LADIES AND GENTLEMEN!

We are in a house which has seen an innumerable amount of pain and suffering.

A long time ago, thieves, murderers, witches and those who simply swore or opened their mouths were captured and imprisoned here in the town dungeon. They might have said but ‚By Jove!', it carried exactly 6 months of imprisonment.

The most infamous prisoner of the place was the petticoat white woman from Levoca (now Slovakia). Her case began in 1713 and sentence was delivered 2 years later. She was waiting for her fate to be accomplished in the dungeon under military custody. Some of the delegated judges doubted whether tormenting a noblewoman was rightful or not. The dispute made the trial rather lengthy. At last the Chancellor and His Majesty, the Emperor issued orders the beauty to be tormented.

His Majesty argued like this: ‚Although there exists no legal paragraph allowing it, no law prohibits us from doing so'.
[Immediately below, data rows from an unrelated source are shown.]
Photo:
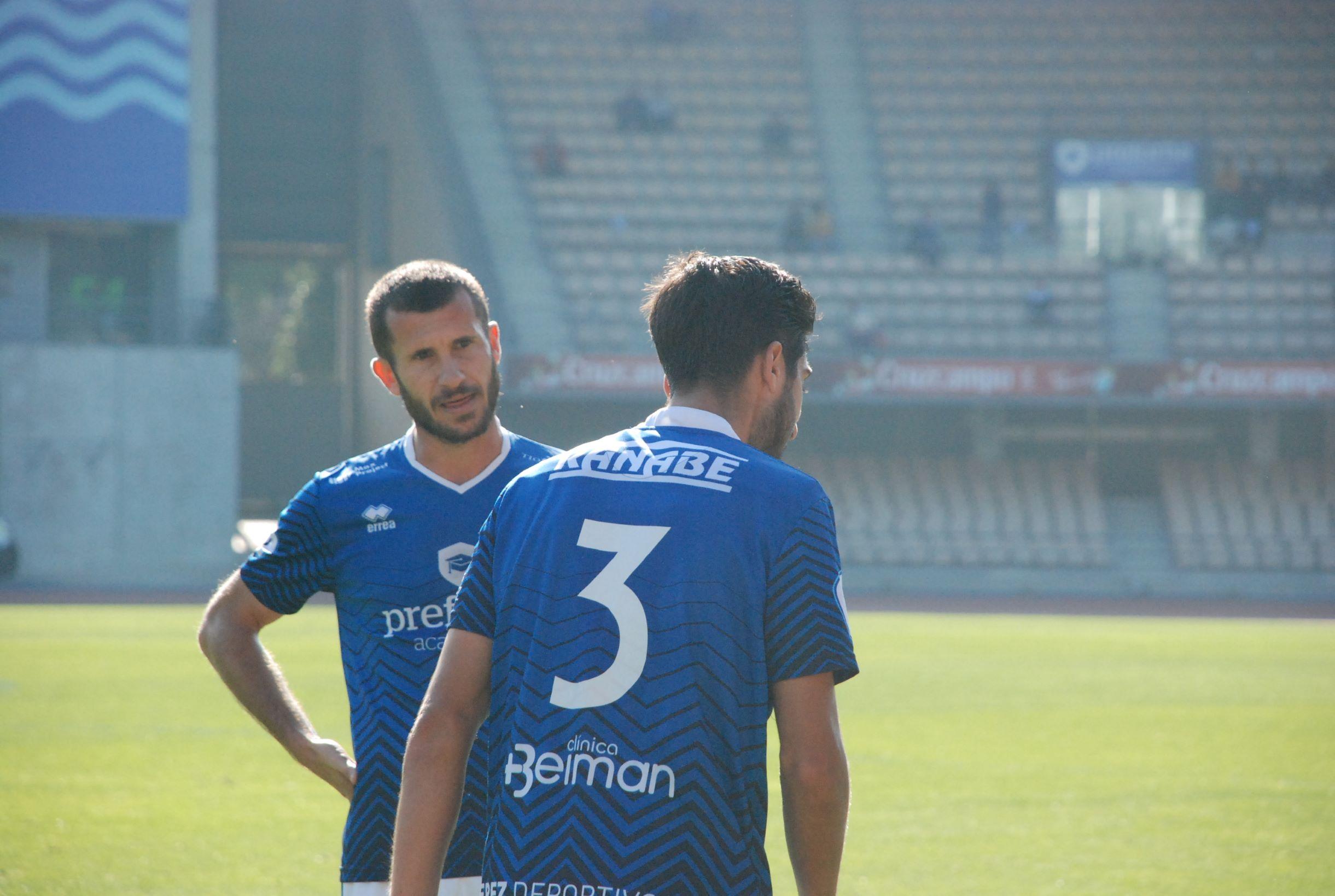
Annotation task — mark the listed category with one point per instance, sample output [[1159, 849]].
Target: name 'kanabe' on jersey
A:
[[644, 594], [390, 538]]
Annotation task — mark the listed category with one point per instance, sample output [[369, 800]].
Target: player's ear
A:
[[772, 369], [494, 338], [385, 373]]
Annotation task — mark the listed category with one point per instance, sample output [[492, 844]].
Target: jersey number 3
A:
[[629, 546]]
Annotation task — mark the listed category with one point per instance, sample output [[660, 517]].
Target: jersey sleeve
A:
[[474, 606], [806, 620], [295, 561]]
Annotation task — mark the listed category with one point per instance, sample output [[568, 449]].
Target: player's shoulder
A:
[[525, 452], [779, 481], [364, 469]]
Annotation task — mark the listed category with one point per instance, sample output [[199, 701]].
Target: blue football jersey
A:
[[644, 594], [392, 540]]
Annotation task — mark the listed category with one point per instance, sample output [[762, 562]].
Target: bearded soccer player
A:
[[634, 610], [390, 534]]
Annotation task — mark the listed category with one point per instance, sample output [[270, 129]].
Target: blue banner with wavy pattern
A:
[[94, 108]]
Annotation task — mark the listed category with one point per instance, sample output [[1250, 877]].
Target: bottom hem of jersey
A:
[[381, 875]]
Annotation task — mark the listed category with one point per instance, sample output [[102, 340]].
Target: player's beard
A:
[[773, 430], [426, 421]]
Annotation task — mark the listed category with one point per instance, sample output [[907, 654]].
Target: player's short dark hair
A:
[[418, 286], [710, 316]]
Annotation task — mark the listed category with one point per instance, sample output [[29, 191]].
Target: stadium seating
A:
[[629, 199], [970, 306], [964, 92], [961, 94], [1261, 307], [1228, 515], [948, 512]]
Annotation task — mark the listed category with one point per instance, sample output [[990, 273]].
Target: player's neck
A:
[[454, 461], [707, 401]]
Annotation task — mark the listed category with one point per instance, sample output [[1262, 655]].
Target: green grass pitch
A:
[[991, 755]]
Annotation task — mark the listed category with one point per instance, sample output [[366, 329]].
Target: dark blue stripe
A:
[[91, 87], [26, 26]]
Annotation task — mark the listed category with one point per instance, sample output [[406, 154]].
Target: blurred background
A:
[[1075, 262]]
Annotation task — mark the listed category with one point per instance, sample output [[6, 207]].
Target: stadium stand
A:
[[968, 92], [948, 512], [1260, 306], [629, 197], [1228, 515], [961, 95], [975, 305]]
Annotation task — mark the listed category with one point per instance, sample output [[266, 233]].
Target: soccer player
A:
[[634, 610], [390, 534]]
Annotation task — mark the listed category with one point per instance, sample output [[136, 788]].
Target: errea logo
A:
[[378, 517]]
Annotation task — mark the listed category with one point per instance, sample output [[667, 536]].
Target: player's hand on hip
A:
[[331, 763]]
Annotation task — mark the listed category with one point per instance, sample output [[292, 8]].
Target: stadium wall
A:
[[118, 465]]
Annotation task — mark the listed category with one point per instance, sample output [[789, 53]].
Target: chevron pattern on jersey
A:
[[806, 629], [734, 596], [298, 565], [393, 601]]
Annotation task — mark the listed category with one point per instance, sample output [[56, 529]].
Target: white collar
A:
[[410, 453], [691, 418]]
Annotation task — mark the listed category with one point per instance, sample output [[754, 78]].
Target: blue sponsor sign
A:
[[1158, 162], [94, 108]]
The only relief the judges made was not to put the ‚red-hot iron trial' into operation. But she could not escape ‚pulleying'. It consisted of hanging weighty stones on her legs and then lifting her with a rope fitted under her arms. This privilege was offered exclusively to those prisoners whose death sentence had already been settled.
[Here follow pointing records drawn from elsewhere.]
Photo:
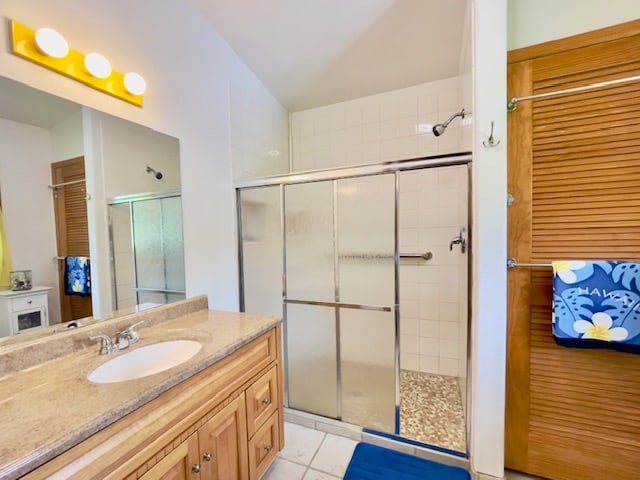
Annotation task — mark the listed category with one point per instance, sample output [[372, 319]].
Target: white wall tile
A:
[[410, 326], [429, 329], [394, 126], [410, 344], [429, 364], [448, 349], [430, 347], [409, 361], [448, 366]]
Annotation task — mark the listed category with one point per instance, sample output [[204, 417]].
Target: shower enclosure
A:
[[147, 252], [341, 255]]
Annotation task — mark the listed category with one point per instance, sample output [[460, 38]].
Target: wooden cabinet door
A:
[[72, 230], [179, 464], [574, 172], [223, 444]]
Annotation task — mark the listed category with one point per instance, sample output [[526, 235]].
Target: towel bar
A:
[[513, 263]]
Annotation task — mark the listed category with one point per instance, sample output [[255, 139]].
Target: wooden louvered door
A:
[[72, 233], [574, 172]]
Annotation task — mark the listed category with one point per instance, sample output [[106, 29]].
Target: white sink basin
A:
[[145, 361]]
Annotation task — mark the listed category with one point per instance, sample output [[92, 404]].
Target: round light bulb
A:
[[51, 43], [97, 65], [134, 83]]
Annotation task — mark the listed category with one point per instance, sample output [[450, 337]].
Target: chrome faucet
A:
[[128, 336], [106, 347], [125, 338]]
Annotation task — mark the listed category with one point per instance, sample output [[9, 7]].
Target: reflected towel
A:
[[77, 276], [597, 304]]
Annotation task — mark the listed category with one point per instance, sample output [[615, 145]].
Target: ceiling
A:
[[310, 53]]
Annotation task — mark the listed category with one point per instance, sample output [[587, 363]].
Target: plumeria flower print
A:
[[566, 270], [600, 329]]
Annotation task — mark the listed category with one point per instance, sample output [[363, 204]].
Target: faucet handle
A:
[[134, 336], [106, 347], [128, 336]]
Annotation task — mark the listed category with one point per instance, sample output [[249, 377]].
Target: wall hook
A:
[[491, 141]]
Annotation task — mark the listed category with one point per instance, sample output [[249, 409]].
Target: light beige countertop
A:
[[48, 407]]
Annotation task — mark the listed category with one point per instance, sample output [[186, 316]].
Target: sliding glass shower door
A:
[[338, 247]]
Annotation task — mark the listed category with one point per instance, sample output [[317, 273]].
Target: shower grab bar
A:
[[355, 306], [156, 290], [423, 256], [513, 263]]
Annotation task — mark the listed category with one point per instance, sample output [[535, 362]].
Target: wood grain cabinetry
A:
[[224, 423]]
However painful her torturing was, Júlia Géczy Mrs Korponay confessed no more than she had before. Sentence was announced at 11 on 25 September 1715, and she was beheaded in the market of the Győr Castle (today's Széchenyi Square) within the sight of public crowds. She walked across this chamber on her last way, and left through a former door over there, which was walled up a century ago. She watched the scaffold being erected and then she had to listen to her death sentence again.

The capital crime she had committed was her personal contact with the followers of Rákóczi. She was thick with them and was also engaged in smuggling letters. Somehow she always chose the wrong time to betray her home country. At one time she sold Kuruts (Rákóczi's soldiers in the insurrectionist army) to Labants (Hapsburg soldiers), and then the Castle of Levoca was lost because of her treason, too. She would have liked to receive land property as a reward. Later, being disappointed in her hopes, the extremely pretty and highly-educated Júlia set herself against the Labants. But she came badly off it. She wrote to her husband: ‚I have lost everything, the Emperor has not signed the endowment, and as for me, I am imprisoned. What is more, I might easily die on the scaffold, but I will never betray my father.'

Júlia lived in an age, when human life was not worth much.

This building here functioned as Town Hall for 300 years. Its walls have seen István Széchenyi, the Greatest Hungarian, and Ferenc Deák, the Sage of the Country. From the balcony of the building Lajos Kossuth incited the rebels to fight during the Hungarian Revolution and War of Independence of 1848-49.

Today it is the home of the TOWN ARCHIVES, the editorial office of ‚MŰHELY' cultural periodical.